Suppose that Holdco has eligible refundable dividend tax on hand (“ERDTOH”) and non-eligible refundable dividend tax on hand (“NERDTOH”) both of nil, and a general rate income pool (“GRIP”) of $1,000,000, and that its wholly-owned subsidiary, Opco, has ERDTOH, NERDTOH and GRIP of nil, $383,333 and $2,000,000, respectively. There is no safe income attributable to the Opco shares held by Holdco. Opco pays a non-eligible dividend of $1,000,000 to Holdco, and Holdco then pays a $1,000,000 dividend.

On the payment of the Opco dividend, it generates a dividend refund of $383,333, which results in Pt. IV tax payable by Holdco of the same amount, which is added to Holdco’s NERDTOH account. When Holdco in turn pays an eligible dividend of $1,000,000, no dividend refund is generated.
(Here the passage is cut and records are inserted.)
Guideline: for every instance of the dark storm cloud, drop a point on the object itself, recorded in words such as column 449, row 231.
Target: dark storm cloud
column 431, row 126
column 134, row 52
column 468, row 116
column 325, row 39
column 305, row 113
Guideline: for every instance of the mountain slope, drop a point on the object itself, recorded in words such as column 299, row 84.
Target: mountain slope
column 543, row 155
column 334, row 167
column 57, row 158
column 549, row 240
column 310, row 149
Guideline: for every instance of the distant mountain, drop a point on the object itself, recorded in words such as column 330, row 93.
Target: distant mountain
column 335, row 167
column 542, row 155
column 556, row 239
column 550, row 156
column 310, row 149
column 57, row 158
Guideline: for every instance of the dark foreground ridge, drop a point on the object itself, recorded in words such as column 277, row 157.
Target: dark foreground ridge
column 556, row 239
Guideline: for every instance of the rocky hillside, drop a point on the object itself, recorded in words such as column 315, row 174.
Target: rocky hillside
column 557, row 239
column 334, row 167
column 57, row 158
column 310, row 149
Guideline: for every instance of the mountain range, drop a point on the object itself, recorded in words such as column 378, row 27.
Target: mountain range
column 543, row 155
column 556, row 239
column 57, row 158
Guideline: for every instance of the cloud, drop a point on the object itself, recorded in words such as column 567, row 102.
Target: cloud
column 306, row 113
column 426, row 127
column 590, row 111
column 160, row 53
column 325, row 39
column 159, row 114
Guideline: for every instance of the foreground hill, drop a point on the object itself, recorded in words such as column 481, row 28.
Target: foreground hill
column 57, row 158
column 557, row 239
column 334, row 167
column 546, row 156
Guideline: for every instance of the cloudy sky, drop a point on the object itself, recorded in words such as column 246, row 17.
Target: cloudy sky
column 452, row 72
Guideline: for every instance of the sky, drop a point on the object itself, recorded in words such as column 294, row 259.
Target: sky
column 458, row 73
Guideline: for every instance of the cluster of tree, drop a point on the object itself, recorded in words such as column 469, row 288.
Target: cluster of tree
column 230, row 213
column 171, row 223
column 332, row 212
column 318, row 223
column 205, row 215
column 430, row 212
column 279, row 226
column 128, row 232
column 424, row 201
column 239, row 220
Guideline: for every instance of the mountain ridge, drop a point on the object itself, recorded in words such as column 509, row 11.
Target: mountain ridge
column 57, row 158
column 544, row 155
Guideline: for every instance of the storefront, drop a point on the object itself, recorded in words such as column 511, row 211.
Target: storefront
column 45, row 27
In confirming that even though there is no safe income for the shares held by Holdco, s. 55(2) does not apply, CRA stated:

Opco will, by virtue of paragraph 129(1)(a), be entitled to a dividend refund of its NERDTOH balance of $383,333. Considering that, Holdco will therefore be liable for Part IV tax of $383,333. Consequently, the entirety of that dividend received by Holdco would be subject to Part IV tax and may not be subject to subsection 55(2) by virtue of the exclusion provided for in the preamble to subsection 55(2) to the extent that such Part IV tax is not refunded by reason of the payment of a dividend by Holdco where such payment forms part of the series referred to in subsection 55(2.1).